Archive for the ‘Jacobson Radical’ Category

Let k be a field and let A be a k-algebra. Let J(A) be the Jacobson radical of A.

Theorem. (Amitsur) If \dim_k A < |k|, as cardinal numbers, then J(A) is nil.

Proof. If k is finite, then \dim_k A < \infty and so A is Artinian. Thus J(A) is nilpotent and therefore nil. So we may assume that k is infinite. Let a \in J(A). So 1-ca is invertible in A for all c \in A. In particular, if  0 \neq \gamma \in k, then 1 - \gamma^{-1}a is invertible and thus a - \gamma = -\gamma(1- \gamma^{-1}a) is invertible. Now consider the set

S = \{(a-\gamma)^{-1}: \ 0 \neq \gamma \in k \}.

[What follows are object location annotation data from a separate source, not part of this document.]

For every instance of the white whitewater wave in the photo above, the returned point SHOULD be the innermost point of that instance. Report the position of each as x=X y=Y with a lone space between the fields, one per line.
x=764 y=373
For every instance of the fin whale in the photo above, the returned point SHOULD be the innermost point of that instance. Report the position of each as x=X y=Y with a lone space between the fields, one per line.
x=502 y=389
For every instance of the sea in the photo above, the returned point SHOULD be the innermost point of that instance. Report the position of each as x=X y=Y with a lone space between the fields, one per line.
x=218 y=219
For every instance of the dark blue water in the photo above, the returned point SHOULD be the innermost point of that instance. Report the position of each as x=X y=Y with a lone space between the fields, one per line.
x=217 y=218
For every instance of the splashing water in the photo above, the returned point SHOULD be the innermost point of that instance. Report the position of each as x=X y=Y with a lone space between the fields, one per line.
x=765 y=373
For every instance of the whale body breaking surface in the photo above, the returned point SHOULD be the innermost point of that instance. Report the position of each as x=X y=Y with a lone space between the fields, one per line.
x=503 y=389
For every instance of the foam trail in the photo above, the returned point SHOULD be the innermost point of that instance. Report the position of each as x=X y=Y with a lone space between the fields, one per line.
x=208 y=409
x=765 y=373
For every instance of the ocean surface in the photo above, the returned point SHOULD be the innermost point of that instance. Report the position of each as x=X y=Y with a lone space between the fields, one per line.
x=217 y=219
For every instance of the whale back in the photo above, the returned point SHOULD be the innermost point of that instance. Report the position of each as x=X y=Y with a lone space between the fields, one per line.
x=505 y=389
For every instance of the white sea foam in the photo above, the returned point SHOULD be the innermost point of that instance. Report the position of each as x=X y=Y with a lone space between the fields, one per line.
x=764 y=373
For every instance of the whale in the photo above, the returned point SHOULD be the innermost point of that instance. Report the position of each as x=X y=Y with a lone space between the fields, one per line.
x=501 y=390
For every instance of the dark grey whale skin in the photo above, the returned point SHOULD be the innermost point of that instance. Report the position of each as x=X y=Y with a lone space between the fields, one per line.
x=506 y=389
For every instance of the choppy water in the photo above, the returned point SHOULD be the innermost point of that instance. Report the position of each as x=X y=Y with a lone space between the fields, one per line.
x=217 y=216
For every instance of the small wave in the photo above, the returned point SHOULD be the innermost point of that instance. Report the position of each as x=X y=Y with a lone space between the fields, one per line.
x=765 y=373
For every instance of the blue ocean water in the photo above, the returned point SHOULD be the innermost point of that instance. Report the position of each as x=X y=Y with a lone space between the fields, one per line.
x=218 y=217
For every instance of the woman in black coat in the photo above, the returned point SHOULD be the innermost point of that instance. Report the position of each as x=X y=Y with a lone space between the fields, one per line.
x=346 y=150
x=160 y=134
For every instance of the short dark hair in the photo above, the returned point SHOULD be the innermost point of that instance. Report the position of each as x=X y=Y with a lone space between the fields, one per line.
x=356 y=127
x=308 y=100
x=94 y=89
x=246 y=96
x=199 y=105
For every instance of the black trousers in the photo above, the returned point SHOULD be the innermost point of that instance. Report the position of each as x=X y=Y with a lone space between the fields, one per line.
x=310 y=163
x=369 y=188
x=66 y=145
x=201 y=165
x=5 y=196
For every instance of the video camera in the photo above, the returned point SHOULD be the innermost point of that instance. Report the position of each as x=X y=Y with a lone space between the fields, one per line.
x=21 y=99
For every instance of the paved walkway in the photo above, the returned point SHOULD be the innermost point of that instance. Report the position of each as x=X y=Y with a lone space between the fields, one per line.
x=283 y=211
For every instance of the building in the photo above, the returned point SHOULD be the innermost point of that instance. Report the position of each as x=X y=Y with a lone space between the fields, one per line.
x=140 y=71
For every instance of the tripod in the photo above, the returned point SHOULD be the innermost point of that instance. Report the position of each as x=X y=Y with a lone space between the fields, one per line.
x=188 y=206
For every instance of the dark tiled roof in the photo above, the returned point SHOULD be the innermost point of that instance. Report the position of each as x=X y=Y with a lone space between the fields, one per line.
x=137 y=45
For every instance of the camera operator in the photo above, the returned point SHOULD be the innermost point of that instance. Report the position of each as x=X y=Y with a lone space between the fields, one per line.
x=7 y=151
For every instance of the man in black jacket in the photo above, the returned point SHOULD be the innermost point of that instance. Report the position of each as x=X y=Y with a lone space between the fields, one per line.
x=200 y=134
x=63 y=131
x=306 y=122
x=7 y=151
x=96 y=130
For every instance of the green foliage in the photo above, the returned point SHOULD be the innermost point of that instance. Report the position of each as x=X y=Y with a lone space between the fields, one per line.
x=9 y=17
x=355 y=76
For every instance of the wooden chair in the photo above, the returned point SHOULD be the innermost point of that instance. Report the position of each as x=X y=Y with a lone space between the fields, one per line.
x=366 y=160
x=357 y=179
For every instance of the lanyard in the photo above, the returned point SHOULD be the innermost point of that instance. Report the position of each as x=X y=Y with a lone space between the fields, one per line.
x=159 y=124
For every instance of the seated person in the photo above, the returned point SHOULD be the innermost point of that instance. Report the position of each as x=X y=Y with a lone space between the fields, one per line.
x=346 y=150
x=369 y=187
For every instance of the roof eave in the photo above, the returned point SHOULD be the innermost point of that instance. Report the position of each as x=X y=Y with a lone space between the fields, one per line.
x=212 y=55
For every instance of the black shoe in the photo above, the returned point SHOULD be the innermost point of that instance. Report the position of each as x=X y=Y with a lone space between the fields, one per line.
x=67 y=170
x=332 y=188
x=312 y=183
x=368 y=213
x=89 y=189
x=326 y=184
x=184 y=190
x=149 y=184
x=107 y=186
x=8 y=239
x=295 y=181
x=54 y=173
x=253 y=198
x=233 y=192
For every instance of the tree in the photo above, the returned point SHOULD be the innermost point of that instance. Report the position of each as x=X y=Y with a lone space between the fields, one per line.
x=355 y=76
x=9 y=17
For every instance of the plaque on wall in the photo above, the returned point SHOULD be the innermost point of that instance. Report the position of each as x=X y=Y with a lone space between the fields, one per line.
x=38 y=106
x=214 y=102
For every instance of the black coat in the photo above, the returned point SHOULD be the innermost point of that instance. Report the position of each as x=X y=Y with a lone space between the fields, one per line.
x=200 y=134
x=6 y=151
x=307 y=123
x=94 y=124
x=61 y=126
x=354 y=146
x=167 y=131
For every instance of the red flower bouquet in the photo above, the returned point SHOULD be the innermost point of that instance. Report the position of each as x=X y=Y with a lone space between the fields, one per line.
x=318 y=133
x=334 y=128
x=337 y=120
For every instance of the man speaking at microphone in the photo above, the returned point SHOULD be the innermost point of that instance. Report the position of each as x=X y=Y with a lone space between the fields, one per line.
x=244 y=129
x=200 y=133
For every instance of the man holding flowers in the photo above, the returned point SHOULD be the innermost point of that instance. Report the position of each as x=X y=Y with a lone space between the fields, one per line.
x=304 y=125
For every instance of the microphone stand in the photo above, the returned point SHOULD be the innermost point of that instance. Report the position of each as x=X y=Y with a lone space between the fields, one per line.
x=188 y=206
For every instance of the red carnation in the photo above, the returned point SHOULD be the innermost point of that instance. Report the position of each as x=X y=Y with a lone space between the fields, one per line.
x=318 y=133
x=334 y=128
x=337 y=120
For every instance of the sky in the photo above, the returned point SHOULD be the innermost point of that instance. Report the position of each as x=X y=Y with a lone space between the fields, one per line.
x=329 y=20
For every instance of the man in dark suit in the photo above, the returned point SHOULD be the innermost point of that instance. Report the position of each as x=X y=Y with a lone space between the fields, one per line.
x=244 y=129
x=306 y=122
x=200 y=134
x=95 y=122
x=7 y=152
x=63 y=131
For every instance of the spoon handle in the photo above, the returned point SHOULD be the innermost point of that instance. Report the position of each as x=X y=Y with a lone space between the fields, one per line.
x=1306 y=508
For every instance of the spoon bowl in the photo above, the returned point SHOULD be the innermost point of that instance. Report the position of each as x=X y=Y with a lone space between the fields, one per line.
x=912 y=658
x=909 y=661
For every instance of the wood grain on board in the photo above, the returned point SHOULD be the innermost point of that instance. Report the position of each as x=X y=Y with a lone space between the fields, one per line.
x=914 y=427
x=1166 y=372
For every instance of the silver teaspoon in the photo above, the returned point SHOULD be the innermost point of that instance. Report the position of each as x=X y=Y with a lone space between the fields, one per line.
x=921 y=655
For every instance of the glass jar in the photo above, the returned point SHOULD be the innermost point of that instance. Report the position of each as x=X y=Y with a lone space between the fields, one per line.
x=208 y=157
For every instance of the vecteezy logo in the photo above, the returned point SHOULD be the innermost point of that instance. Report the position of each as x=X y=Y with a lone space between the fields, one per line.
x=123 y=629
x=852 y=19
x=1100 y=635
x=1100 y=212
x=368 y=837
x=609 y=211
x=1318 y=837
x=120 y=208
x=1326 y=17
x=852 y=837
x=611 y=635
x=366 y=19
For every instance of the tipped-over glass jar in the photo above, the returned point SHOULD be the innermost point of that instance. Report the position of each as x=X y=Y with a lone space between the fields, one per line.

Clearly for any non-zero elements \beta, \gamma \in k, we have (a-\gamma)^{-1}=(a-\beta)^{-1} if and only if \gamma=\beta. Thus, since k is infinite, we have |S|=|k| > \dim_k A. Therefore the elements of S cannot be k-linearly independent. So there exist an integer n \geq 1 and non-zero elements \beta_i, \gamma_i \in k such that

\sum_{i=1}^n \beta_i(a-\gamma_i)^{-1}=0. \ \ \ \ \ \ \ \ \ \ (1).

Obviously all a - \gamma_i commute with each other and with all \beta_i because \beta_i and \gamma_i are in k. So multilpying (1) through by \prod_{i=1}^n (a - \gamma_i) will clear denominators and we will get

\sum_{i=1}^n \beta_i \prod_{j \neq i} (a - \gamma_j) = 0. \ \ \ \ \ \ \ \ \ \ \ (2)

Define the polynomial p(x) = \sum_{i=1}^n \beta_i \prod_{j \neq i} (x - \gamma_j) \in k[x]. Then p(a) = 0 by (2). Besides p(x) is not identically zero because for example p(\gamma_1) = \beta_1(\gamma_1 - \gamma_2)(\gamma_1 - \gamma_3) \cdots (\gamma_1 - \gamma_n) \neq 0. So we have proved that a is algebraic over k. Thus

a^m + \alpha_1 a^{m-1} + \cdots + \alpha_m = 0, \ \ \ \ \ \ \ \ \ \ \ (3)

for some integer m \geq 1 and some \alpha_i \in k. Now, a is not invertible because a \in J(A). Thus \alpha_m = 0. On the other hand, if \alpha_i = 0, for all 1 \leq i \leq m, then (3) becomes a^m = 0 and we are done. So we may assume that there exists 1 \leq \ell < m such that \alpha_{\ell} \neq 0 and

a^m + \alpha_1 a^{m-1} + \cdots + \alpha_{\ell}a^{m- \ell} = 0. \ \ \ \ \ \ \ \ \ \ \ (4)

If we let c = - \alpha_{\ell}^{-1}(a^{\ell - 1} + \alpha_1 a^{\ell - 2} + \cdots + \alpha_{\ell - 1}), then we can re-write (4) as

\alpha_{\ell} (1 - ca)a^{m- \ell} = 0. \ \ \ \ \ \ \ \ \ \ \ \ (5)

Since a \in J(A), the element 1-ca is invertible and thus (5)  gives us a^{m- \ell} = 0. \ \Box

An interesting case of the theorem is when A is finitely generated and k is uncountable. Then clearly \dim_k A is countable, because A is finitely generated, and thus \dim_k A < |k|. So J(A) is nil.